KIRCHHORST, 24 JANUARY 1945
A night rich in dreams. I found myself in exotic climes, surrounded by brightly colored birds. Inside my coat on my left, I clutched a white dove and on my right, a dark bat. Both creatures—I cherished the dark one more—would occasionally take flight and then return to me as if to their nests. The dream image was comforting and lovely.
These days I often look at pictures of Ernstel with new ideas about photography. No photograph can compete with a good painting in that sphere where art reigns supreme and where ideas and consciousness hold sway. Yet photography has a different, darker quality—the photograph is basically a shadow image. It records something of a person’s substance, of his aura; it is a replica of him. In this sense, it is related to script. We leaf through old letters and photos to jog our memories. At such times, wine is beneficial.
KIRCHHORST, 26 JANUARY 1945
Two weeks have now passed since I got the news. Starting to work again. I finished the manuscript of my Rhodes journals, and all that is left is to make a clean copy. I often have the impression of writing on paper that is already beginning to be scorched by the flame.

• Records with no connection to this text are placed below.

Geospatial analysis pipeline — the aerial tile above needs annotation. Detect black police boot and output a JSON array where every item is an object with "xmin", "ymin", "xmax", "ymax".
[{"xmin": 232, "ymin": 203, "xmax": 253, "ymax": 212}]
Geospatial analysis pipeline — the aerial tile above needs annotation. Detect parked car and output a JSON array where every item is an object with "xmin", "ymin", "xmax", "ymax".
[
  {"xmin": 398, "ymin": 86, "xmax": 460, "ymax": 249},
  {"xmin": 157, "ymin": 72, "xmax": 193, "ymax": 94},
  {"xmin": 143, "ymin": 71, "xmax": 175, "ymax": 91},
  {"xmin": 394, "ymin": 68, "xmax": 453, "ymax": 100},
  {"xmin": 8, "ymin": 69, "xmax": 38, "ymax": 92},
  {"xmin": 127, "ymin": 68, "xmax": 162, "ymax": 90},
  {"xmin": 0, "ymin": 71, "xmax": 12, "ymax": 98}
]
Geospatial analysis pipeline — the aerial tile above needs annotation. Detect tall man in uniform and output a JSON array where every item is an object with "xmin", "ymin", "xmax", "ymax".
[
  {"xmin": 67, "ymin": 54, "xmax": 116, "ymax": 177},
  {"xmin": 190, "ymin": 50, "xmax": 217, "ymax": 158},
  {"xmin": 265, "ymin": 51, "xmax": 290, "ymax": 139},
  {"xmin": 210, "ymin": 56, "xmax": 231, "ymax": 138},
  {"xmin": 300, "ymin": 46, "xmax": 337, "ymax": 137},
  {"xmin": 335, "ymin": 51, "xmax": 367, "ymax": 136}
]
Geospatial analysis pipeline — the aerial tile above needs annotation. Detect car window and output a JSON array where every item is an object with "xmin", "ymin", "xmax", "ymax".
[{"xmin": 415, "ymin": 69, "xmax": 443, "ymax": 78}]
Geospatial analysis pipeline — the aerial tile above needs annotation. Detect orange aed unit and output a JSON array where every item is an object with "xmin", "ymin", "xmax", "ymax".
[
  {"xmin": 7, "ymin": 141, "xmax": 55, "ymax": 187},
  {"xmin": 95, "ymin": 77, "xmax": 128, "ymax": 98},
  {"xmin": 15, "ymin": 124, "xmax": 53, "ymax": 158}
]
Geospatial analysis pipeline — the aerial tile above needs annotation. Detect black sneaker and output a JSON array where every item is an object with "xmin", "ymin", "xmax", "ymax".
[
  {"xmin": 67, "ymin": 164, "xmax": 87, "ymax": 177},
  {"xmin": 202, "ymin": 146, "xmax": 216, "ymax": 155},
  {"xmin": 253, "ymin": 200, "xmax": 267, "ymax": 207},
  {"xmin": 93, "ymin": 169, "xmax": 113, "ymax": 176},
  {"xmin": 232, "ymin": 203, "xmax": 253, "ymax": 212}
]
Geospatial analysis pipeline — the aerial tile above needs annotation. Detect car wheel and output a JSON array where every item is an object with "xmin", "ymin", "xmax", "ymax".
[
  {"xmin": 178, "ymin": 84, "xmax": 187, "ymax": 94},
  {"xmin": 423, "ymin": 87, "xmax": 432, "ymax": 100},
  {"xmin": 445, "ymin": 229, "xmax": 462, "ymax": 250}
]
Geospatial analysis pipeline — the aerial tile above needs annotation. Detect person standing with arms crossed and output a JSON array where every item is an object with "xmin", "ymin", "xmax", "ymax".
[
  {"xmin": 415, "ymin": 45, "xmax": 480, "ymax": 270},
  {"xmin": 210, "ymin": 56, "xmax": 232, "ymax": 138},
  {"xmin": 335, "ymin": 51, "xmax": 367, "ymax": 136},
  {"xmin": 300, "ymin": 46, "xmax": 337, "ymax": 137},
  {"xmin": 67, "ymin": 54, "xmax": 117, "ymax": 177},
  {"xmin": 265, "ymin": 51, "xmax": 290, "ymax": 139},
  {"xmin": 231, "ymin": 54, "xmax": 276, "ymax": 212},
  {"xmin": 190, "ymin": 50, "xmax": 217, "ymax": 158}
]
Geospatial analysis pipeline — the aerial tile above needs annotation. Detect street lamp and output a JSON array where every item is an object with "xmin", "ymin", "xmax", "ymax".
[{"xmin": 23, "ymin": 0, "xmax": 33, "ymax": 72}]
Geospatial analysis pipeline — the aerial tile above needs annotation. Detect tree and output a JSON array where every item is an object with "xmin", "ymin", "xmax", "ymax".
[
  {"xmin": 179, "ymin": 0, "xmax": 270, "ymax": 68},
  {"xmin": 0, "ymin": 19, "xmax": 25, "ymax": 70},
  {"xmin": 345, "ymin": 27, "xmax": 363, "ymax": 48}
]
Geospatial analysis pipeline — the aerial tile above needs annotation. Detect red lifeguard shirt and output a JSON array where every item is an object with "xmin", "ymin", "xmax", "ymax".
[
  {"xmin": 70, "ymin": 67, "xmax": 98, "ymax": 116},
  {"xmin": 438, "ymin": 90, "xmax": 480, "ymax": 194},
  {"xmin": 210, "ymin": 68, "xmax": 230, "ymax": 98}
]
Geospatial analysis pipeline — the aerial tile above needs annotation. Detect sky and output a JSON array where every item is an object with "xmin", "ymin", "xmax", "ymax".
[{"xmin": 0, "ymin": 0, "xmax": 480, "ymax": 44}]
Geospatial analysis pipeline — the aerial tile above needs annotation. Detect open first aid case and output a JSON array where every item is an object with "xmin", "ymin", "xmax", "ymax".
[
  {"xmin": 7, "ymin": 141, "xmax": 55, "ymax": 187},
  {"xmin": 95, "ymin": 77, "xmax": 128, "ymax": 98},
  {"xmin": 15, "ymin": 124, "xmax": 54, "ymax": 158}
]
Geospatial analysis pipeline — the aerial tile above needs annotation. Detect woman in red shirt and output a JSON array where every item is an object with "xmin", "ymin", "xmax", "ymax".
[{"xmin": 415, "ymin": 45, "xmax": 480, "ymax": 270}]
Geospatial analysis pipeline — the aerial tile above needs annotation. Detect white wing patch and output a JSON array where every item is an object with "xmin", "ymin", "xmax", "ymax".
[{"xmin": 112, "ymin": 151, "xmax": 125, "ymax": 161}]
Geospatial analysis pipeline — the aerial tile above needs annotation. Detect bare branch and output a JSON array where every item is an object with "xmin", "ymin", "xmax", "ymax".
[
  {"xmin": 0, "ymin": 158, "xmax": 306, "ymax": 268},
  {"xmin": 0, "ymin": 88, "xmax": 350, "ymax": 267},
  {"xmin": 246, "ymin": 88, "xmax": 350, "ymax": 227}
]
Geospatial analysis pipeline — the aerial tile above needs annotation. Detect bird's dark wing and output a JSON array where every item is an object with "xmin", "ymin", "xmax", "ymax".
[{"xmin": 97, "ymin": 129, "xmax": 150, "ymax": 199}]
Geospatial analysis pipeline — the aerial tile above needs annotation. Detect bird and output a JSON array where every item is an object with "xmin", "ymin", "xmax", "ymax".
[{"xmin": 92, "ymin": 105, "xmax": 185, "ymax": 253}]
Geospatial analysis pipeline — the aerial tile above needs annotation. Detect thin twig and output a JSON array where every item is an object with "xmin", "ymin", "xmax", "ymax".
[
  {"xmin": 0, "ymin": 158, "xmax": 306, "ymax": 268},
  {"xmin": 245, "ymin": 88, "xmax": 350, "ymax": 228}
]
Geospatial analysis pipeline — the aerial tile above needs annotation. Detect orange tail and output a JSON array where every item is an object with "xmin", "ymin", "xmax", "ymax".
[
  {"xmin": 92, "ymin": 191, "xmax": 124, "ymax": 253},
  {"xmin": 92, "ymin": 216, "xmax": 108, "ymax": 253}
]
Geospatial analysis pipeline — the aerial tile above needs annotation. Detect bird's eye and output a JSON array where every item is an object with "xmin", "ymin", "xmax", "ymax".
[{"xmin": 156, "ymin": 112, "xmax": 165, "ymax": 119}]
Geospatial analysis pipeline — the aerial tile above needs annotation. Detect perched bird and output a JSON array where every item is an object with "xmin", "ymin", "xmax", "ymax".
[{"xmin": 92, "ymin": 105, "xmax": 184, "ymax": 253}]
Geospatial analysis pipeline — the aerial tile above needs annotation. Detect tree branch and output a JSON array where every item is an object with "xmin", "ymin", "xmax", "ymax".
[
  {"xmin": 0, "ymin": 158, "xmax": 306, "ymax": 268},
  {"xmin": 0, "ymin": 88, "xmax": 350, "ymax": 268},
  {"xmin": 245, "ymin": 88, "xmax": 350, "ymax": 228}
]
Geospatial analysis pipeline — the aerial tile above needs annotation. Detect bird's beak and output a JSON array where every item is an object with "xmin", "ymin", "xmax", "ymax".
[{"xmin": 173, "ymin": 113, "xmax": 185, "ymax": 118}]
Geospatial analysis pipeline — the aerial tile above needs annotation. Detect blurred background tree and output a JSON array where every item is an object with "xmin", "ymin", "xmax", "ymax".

Read further about shipwrecks. In the course of my reading, I had some good thoughts of a general nature. For example, a ship represents order, the state, the status quo; a shipwreck loosens the planks and, with them, all cohesion, so that human relationships sink to their most basic level. They become more physical, bestial, or cannibalistic. Those amputated hands that are consistently mentioned demonstrate the physics of this dynamic. The lifeboats can only take a certain number of people; anyone else who clutches at their sides threatens to sink them in the deep. Because there is modus in rebus [a limit in all things], the crew will defend itself with oars, knives, and axes against any fatal overloading. This occasionally proceeds under a veneer of order, such as in 1786 when the Portuguese admiral’s ship Saint James foundered on a group of cliffs in East Africa. In this case, the crew of the overfilled lifeboat chose a leader with absolute power, namely a half-blooded Indian from a noble tribe. All this man had to do was point his finger at the weakest person, who was then immediately thrown overboard. Under such circumstances, it is typical that power always seeks the point of least resistance. And so whenever it happens that cannibals attack, they agree on the cabin boy—according to Bontekoe’s account.